There were beatings at Stonewall and murders in San Francisco City Hall. These activists thought it was important enough to stand up against all odds and put everything on the line to make it better for their families — and for our families. Today it’s our turn.
Sisters and brothers, it’s our turn to shape our labor movement. Unions in this country have led mobs against immigrants, and we have lifted up immigrants. We have written union constitutions that excluded African Americans, and yet Dr King gave his life on a union picket line.
We as a movement are not automatically on the right side. We have to choose to be. And we have to live that choice.
And today the choices haven’t gotten easier — they have gotten harder.

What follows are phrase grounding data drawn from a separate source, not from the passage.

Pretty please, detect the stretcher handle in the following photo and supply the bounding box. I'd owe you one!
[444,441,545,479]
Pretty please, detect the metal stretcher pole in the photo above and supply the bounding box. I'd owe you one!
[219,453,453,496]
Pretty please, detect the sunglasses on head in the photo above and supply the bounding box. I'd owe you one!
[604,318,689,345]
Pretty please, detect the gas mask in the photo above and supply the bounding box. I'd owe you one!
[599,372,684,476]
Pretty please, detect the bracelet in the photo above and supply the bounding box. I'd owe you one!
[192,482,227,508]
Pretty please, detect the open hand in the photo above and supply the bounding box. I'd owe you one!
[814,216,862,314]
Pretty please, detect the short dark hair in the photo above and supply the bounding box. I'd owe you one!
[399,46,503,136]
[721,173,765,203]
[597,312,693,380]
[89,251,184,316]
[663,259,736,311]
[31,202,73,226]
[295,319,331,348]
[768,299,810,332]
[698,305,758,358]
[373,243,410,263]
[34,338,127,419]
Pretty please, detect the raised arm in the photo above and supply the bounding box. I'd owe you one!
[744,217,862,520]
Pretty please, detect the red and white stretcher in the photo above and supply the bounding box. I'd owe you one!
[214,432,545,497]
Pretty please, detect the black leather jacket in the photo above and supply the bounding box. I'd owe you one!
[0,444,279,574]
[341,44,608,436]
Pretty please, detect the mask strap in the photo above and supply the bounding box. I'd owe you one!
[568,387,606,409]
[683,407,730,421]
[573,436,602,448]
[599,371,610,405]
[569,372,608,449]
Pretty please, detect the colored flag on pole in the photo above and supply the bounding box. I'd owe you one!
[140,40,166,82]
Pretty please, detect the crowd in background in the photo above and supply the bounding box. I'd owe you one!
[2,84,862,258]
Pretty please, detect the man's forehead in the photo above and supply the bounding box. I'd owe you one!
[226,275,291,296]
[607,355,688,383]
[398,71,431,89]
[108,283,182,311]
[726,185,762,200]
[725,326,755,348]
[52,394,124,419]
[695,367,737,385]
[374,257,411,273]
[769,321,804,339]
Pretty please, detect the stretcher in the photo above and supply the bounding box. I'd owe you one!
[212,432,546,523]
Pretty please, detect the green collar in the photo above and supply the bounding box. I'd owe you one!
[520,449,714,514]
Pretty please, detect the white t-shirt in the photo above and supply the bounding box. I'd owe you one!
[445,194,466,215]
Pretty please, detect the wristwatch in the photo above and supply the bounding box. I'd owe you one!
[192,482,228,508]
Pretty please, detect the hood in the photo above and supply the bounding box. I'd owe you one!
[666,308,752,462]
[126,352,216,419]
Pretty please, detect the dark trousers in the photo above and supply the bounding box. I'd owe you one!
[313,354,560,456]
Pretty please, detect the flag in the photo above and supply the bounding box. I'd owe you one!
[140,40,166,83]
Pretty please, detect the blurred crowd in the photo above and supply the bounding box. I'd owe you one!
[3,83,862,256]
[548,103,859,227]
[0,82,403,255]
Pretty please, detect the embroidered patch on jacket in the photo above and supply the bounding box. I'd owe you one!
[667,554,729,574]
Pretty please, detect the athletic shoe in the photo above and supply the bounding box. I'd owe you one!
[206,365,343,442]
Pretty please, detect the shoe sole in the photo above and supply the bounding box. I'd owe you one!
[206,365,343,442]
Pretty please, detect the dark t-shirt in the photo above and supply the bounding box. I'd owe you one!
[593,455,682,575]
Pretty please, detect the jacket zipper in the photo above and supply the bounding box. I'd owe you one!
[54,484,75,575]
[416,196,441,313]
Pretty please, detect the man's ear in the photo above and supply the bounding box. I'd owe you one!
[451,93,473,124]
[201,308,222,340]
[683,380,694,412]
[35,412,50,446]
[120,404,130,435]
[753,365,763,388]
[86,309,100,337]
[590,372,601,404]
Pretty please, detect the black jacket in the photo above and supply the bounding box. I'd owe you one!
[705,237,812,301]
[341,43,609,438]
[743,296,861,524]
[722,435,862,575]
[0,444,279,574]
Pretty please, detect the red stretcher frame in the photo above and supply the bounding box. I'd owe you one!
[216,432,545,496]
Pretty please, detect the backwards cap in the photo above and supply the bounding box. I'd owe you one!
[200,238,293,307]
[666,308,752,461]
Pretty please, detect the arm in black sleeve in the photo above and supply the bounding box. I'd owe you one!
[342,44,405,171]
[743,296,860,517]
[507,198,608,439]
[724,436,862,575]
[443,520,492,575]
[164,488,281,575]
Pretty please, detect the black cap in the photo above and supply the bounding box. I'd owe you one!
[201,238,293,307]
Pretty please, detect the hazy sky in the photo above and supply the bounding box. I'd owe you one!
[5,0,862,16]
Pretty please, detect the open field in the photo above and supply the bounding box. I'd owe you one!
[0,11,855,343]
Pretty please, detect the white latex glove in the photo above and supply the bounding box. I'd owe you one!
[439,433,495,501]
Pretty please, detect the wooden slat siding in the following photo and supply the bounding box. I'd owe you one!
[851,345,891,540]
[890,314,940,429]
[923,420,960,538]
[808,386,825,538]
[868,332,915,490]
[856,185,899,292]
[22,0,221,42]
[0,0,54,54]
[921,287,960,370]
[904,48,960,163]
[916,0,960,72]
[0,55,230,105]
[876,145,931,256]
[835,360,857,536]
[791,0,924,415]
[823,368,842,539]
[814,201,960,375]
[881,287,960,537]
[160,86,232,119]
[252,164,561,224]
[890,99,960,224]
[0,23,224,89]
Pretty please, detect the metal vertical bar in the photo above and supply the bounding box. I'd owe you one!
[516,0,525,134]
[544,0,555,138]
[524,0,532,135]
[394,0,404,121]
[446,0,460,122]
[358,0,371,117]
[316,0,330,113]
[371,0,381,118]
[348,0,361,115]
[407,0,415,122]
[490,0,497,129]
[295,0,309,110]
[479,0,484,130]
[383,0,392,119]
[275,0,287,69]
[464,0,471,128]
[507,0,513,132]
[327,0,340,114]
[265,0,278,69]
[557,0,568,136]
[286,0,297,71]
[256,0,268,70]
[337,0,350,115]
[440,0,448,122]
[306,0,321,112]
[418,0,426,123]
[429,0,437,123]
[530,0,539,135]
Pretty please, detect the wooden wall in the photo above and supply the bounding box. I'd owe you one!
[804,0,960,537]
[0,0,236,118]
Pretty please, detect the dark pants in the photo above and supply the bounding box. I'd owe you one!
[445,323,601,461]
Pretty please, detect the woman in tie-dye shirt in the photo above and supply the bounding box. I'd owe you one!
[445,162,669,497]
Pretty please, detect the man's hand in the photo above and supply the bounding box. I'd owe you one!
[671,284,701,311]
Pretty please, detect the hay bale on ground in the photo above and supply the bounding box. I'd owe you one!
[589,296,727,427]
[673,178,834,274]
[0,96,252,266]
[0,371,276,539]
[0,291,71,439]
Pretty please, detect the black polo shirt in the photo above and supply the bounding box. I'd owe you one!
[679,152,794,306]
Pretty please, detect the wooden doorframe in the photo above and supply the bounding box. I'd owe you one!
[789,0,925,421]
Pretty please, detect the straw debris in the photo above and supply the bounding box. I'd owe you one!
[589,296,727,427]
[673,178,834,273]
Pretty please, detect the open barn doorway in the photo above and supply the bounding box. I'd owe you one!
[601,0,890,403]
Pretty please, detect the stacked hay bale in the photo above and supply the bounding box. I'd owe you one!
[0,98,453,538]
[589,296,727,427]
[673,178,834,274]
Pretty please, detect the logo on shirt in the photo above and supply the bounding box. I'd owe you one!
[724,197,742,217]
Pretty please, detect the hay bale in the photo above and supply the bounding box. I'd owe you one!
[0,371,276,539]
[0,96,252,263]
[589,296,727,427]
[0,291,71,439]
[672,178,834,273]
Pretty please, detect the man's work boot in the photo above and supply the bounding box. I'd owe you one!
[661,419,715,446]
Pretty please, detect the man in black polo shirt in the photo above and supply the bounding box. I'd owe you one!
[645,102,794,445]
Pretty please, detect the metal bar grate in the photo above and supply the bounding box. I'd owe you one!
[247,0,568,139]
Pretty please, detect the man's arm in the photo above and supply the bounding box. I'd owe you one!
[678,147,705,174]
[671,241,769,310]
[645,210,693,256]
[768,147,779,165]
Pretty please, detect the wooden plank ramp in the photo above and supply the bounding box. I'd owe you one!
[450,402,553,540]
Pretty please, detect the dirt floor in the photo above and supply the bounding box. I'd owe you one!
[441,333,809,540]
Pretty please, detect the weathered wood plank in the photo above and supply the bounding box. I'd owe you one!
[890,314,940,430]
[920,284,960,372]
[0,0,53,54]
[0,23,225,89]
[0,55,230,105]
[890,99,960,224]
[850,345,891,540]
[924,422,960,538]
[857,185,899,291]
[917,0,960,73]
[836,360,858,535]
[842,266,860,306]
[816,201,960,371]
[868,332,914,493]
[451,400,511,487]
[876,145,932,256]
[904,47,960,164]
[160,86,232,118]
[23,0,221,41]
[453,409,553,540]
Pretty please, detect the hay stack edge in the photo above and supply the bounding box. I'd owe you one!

Our lives and our wellbeing are completely tied together with workers in Mexico and Canada, China and Germany. Yet politicians in every country seek to divide us, pit us against each other.
The energy sector employs millions of workers. Our communities depend on coal, oil, natural gas. Yet carbon emissions threaten our very civilization.
We can fight climate change and create good jobs with rights and benefits. That’s why I support a Green New Deal. But we can only fight climate change if we stand together, if we listen and respect our brothers and sisters in the energy sector, and we demand the rich and the powerful pay their fair share in the fight against climate change. And that we begin by honoring the promises we made to the people who have kept our cities lit and our homes warm — promises that they would have a pension and health care they could count on when they retired.
And finally, unless you have forgotten, we live in a country where Donald Trump is president. Where we take refugees from persecution and violence and put them in cages, where we separate mothers from children, where our president makes excuses for Nazis and attacks local union leaders, gives trillions to corporations and threatens to take health care away from the poor.
And let me tell you, people like Donald Trump have always tried to woo working people, here in America and around the world. And after a generation of falling wages, of lost pensions and bad trade deals, a lot of people are open to anything. At least at first. But now we call him and his buddies what they are — frauds, con men, people who with one hand shake their fists at imagined enemies and with the other hand pick your pocket.
Sisters and brothers, I learned the hard way, at the bargaining table with some of the world’s most powerful corporations stacked even with the power of the bankruptcy court — that the solidarity and courage of working people is the greatest force for good in human history.
As someone said in this city long ago, “In our hands is placed a power greater than their hoarded gold, greater than the might of armies magnified a thousand fold.”
Solidarity is a force stronger than gravity and with our collective power comes respect.
This is true today. In this city, in this country, in this world. But only if we make it so.